La escucho. No interrumpo. Solo asiento.

—Debe ser difícil sentir que vives en una vitrina.

—Exacto. Soy como una muñeca cara que nadie puede tocar. Y él… él ni sabe que existo.

—¿Y si te dijera que no necesitas que te vea para que te note? —. No sonrió.

Ella no necesita sonrisas falsas que muestren empatía.

—¿Cómo?

—Haz que te escuche. Una frase inteligente en clase. Una respuesta inesperada. Una mirada que no busca aprobación.
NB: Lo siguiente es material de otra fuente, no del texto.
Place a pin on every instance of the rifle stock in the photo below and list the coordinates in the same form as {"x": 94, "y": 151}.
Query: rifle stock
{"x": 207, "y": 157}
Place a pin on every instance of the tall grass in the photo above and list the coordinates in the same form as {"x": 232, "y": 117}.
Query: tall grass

Los chicos populares están rodeados de ruido. Tú puedes ser silencio con contenido.

Vasilisa me mira. Sus ojos se humedecen apenas. Pero no llora.

—¿Crees que funcione?

—No lo sé. Pero creo que vale la pena intentarlo. Y si no funciona… tengo más chocolate.

Ella sonríe. Me pasa la mitad de la barra. No dice nada más. Pero algo se ha roto. O se ha abierto. Y eso basta.

Me levanto.

—Voy a ver qué desastre dejaron tus hermanos. Si escuchas gritos, no te preocupes. Es parte del show.
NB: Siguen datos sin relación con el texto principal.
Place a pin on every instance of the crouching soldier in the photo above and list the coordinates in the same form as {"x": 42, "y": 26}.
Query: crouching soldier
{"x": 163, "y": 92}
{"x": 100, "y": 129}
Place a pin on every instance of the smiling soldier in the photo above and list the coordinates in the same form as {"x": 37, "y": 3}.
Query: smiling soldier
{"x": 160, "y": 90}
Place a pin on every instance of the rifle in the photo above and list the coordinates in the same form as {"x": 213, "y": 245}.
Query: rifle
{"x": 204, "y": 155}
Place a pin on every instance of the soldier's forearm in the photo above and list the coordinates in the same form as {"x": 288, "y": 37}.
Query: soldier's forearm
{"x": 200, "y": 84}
Entro a la sala. El caos es absoluto. Cojines por el suelo, una lámpara torcida, y Timofey grabando con el celular mientras Lev sostiene algo viscoso y verde.

—¡No, no, no! ¡Lev, no lo hagas! —grito, pero ya es tarde.

El slime vuela. Y aterriza en mi cara. Verde. Pegajoso. Frío. Y sí… ¡se me mete en la boca!

—¡PUAJ! ¡¿QUÉ ES ESTO?! ¡SABE A MOCO DE DINOSAURIO!

Los niños estallan en carcajadas. Timofey graba todo. Vasilisa asoma la cabeza desde el pasillo, con una sonrisa que no puede ocultar.

Yo me limpio como puedo. Y entonces, como toda mamá latina en modo furia, grito:

—¡Lev Gaulle! ¡Timofey Gaulle! ¡A la pared, YA!

—¡Pero tú no eres nuestra mamá! ¡Eres la niñera! —grita Timofey.

—¡Y como niñera tengo el derecho divino de reprenderlos! ¡Pared! ¡Manos arriba! ¡Cabeza pegada!

Ellos obedecen. Refunfuñando. Pero obedecen.